In a joint press conference after talks with Kenyan President Uhuru Kenyatta, Obama also pushed a tough message on Kenyan corruption, the civil war in South Sudan, controversial elections in Burundi and the fight against Somalia’s Al-Qaeda-affiliated al-Shabaab militants.
“I’ve been consistent all across Africa on this. When you start treating people differently, because they’re different, that’s the path whereby freedoms begin to erode. And bad things happen,” he said in a moment of open disagreement with the Kenyan leader.
“When a government gets in the habit of treating people differently those habits can spread. As an African-American in the United States I am painfully aware of what happens when people are treated differently under the law. I am unequivocal on this.”
He said that for “a law-abiding citizen who is going about their business, and working at a job and obeying the traffic signs and not harming anybody, the idea they will be treated differently or abused because of who they love is wrong, full stop.”
Homophobia is on the rise in Africa, and for his part Kenyatta only repeated that for him, gay rights was “a non-issue.”
“There are some things that we must admit we don’t share. It’s very difficult for us to impose on people that which they themselves do not accept. This is why I say for Kenyans today the issue of gay rights is really a non-issue,” Kenyatta said.
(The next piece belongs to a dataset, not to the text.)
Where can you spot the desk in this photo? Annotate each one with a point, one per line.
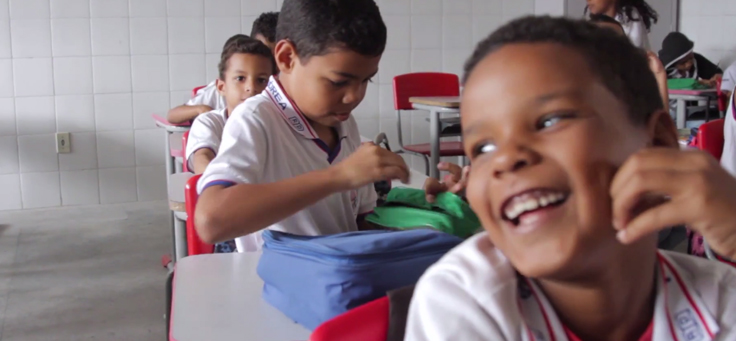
(435, 106)
(682, 96)
(218, 297)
Obama arrived in Kenya late on Friday, making his first visit to the country of his father’s birth since he was elected president.
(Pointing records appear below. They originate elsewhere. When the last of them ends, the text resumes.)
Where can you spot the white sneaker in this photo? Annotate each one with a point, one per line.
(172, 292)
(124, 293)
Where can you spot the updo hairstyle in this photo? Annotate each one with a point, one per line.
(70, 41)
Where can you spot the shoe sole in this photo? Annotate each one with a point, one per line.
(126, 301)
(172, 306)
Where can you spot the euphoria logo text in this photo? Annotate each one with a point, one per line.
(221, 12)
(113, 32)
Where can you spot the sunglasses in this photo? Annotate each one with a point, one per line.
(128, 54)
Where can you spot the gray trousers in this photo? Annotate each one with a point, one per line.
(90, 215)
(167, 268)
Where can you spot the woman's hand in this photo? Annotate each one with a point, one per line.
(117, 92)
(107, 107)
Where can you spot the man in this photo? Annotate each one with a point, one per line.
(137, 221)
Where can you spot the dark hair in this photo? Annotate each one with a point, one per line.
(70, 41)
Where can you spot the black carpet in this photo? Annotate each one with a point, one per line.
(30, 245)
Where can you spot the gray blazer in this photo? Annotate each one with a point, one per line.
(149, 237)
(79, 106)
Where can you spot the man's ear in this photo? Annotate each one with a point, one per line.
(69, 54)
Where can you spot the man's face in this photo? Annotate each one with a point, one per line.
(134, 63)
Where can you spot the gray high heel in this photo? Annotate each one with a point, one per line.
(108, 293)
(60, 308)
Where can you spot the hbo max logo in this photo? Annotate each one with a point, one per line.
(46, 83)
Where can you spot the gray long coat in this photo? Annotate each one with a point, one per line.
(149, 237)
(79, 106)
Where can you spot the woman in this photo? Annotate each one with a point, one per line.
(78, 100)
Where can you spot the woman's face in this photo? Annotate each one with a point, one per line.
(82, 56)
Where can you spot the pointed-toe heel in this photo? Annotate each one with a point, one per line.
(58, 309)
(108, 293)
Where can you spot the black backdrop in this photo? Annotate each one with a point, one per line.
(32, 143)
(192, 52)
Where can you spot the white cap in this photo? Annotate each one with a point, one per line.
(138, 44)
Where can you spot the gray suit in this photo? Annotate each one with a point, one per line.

Corruption, conflict, security cooperation
Obama also had firm words for Kenya on corruption, describing it as “the single biggest impediment to Kenya growing even faster,” and saying people were being “consistently sapped by corruption at a high level and at a low level.”
Obama said there was a need for “visible prosecutions,” to show citizens action was being taken.
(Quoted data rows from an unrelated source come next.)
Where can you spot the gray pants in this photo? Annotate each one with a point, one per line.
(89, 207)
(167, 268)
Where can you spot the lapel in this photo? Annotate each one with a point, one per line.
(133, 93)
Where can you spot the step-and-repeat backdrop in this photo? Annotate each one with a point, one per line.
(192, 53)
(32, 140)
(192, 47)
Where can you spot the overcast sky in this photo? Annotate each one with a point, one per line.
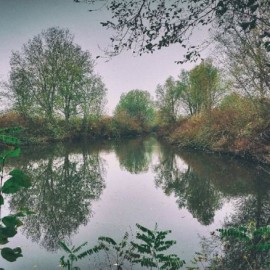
(20, 20)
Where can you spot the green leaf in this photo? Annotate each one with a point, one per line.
(11, 255)
(11, 153)
(9, 140)
(6, 232)
(1, 200)
(18, 180)
(108, 240)
(12, 221)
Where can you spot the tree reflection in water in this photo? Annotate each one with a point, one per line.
(201, 182)
(251, 252)
(61, 195)
(135, 155)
“They don’t have to be a forensic accountant to know what is going on,” Obama said, giving the example of officials driving around in expensive cars or building houses far above what their salaries would allow.
The two leaders also pledged greater cooperation against the Shebab, who have stepped up attacks and recruitment inside Kenya.
“We have systematically reduced the territory that Al-Shabaab controls. We have been able to decrease their effective control within Somalia and have weakened those networks operating here in East Africa. That doesn’t mean the problem is solved,” Obama said.
“We can degrade significantly the capacity of the terrorist organisations, but they can still do damage.”
The president called for an end to the 19-month-old civil war in South Sudan, urging the country’s warring leaders to “put their country first.” The conflict there is set to be high on the agenda for the next stage of his visit to Ethiopia and the African Union.
“The situation is dire. We agree that the best way to stop the fighting is for South Sudanese leaders to put their country first with a peace agreement that ends the fighting,” Obama said.
This week’s elections in the central African nation of Burundi, which delivered a controversial third term to President Pierre Nkurunziza, were “not credible,” Obama said.
“We also discussed Burundi, where the recent elections weren’t credible. We are calling on the government and opposition to come together in a dialogue that leads to a political solution to the crisis and avoids the loss of more innocent life,” Obama said.